Probably there was not much done on the new site that fall. Reports to the County paper told of fifteen inches of snow on the ground by late October and bitterly cold weather. In a November Storm, Oscar Howe was caught between Arnold and North Platte and had to leave his team and wagon and walk home. When he returned, he found the horses dead – frozen to death. The Kilmers, caught in the same storm while on a trip to the Dismal after cedars, lost four of their horses. A party in camp nine miles north lost eleven horses.
After a town is laid out, residents, and at least a few businesses, must be attracted. One way to do this was to give away lots and this Allen did. He offered free lots to those who would come, settle, and go into business. A residence lot would be included. But he was choosy, “Only good, honest “square-toed” men of family are solicited,” he wrote.
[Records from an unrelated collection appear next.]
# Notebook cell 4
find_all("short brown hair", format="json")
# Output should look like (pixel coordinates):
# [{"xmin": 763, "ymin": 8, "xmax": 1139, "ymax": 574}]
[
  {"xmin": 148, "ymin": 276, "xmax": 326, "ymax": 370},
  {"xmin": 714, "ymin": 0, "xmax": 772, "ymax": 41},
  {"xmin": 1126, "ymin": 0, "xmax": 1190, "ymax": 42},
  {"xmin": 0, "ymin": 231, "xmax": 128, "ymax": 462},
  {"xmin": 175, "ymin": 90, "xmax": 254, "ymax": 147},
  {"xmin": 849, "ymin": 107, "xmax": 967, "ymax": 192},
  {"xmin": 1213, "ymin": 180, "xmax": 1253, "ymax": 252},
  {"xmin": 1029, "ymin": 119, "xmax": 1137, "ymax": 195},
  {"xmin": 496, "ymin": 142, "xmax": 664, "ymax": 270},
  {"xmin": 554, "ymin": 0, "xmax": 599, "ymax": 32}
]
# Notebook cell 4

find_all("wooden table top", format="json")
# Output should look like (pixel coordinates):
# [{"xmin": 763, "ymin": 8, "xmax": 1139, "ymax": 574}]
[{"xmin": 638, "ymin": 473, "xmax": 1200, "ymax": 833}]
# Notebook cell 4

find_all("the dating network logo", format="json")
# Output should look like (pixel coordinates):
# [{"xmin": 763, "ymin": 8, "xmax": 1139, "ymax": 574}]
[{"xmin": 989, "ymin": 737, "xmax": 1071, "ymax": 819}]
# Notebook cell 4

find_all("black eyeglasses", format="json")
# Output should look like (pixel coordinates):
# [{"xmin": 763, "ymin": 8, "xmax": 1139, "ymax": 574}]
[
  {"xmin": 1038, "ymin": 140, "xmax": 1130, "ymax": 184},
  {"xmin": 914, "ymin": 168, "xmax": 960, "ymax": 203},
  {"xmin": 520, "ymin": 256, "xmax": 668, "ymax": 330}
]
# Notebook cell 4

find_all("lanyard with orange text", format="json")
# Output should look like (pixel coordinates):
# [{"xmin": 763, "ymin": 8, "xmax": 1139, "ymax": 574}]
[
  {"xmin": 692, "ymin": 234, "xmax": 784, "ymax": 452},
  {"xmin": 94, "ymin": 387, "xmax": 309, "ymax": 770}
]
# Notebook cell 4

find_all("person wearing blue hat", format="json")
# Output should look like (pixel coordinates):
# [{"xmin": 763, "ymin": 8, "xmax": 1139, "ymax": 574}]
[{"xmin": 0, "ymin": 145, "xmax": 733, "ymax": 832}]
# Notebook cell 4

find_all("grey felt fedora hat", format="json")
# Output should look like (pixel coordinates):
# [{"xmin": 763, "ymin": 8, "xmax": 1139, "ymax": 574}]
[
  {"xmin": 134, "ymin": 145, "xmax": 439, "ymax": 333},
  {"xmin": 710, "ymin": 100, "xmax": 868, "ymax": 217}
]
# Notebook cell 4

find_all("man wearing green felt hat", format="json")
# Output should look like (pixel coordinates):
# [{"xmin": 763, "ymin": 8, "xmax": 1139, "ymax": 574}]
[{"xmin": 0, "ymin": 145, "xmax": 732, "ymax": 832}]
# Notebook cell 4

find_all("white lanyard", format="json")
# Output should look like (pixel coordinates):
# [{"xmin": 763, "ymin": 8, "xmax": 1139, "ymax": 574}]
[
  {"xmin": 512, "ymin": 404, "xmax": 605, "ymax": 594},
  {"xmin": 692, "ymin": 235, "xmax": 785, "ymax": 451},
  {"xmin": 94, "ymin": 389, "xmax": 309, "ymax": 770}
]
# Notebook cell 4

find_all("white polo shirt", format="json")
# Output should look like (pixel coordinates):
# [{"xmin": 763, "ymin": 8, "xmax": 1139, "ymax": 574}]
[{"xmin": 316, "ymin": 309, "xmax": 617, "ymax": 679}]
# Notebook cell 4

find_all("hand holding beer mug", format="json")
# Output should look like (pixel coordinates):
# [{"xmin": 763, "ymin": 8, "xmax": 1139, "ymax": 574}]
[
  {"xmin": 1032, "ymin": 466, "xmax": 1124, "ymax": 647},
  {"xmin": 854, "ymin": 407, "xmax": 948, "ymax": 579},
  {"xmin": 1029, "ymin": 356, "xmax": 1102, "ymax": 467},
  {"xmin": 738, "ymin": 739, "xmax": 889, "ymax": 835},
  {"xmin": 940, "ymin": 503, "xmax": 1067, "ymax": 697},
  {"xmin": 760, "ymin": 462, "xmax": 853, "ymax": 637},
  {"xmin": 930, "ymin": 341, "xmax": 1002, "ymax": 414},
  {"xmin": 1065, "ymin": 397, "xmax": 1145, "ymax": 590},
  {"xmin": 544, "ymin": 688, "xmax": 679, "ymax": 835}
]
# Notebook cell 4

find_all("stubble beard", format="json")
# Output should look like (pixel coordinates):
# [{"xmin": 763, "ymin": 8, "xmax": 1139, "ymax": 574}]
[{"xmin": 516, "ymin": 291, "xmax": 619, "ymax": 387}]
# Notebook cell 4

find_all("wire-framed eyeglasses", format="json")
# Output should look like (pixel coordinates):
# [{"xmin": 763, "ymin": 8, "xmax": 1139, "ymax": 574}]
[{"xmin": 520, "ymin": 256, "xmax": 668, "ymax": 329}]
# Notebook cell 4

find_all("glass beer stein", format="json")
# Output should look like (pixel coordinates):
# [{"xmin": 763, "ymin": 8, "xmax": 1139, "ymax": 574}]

Another way was to have the new town boosted in an area paper. It is known Allen made several trips to the office of the County Republican in the spring and summer of ’84, and from time to time this paper published such items as: “Arnold is booming! 180 acres of prairie are broken out, the surrounding hills and valleys are dotted with houses, there are prairie chickens by the thousands and deer abound!”
Other articles praising the country appeared – J. W. Brewer, up in Powell canyon, raised eight-pound turnips on ground from which the sod had been stripped for a house – deer were so plentiful Jeremiah Howe had killed two with one shot from the doorway of his house – one settler had already sold a claim for $500 – the railroad was coming, maybe before the year was out – Arnold was almost certain to be the county seat of a new county that would be formed when Custer was divided. (Division had first been voted on in 1879, just two years after organization. Other elections on the matter were held in ’86, ’87, ’88, ’90, ’92, ’97, 1909 and 1910. The last division convention was held in 1916, but it did not come to a vote. With the advent of cars and passable roads, agitation ceased and residents became resigned to their giant county.)
Petitions were being circulated for a good road between Arnold and Broken Bow, suitable for teams pulling a loaded wagon. Travelers on this road were assured of food and lodging at the home of Samuel High, the half-way point. Mr. High promised plenty of water for teams from the two cisterns he would keep filled with lagoon water.
Spiritual needs of new townspeople would be met by Elder Correll of the Christian faith, Nathan English of the Methodists and Charles Kilmer of the Winebrenerians.
And they came. That spring of 1884, wagons coming up the trail along the Loup carried not only land seekers but those with a vocation – blacksmith, printer, butcher, carpenter, lawyer, merchant, harness maker, doctor.
Building began almost as soon as the snow had melted enough to find the stakes in the buffalo grass.
First to go up was Richard Allen’s Pioneer Store on a choice corner (Arnold Café site), and he moved the supplies and the post office from the soddy into it. He hired Milldale homesteaders Abner Brown and Josiah Wilcher, to haul the lumber and do the carpenter work. As a clerk in his store, Allen hired Swain Finch’s young nephew, John Finch, newly married to May Kelley from Cozad, where John had been postmaster and operator of a general store for two years.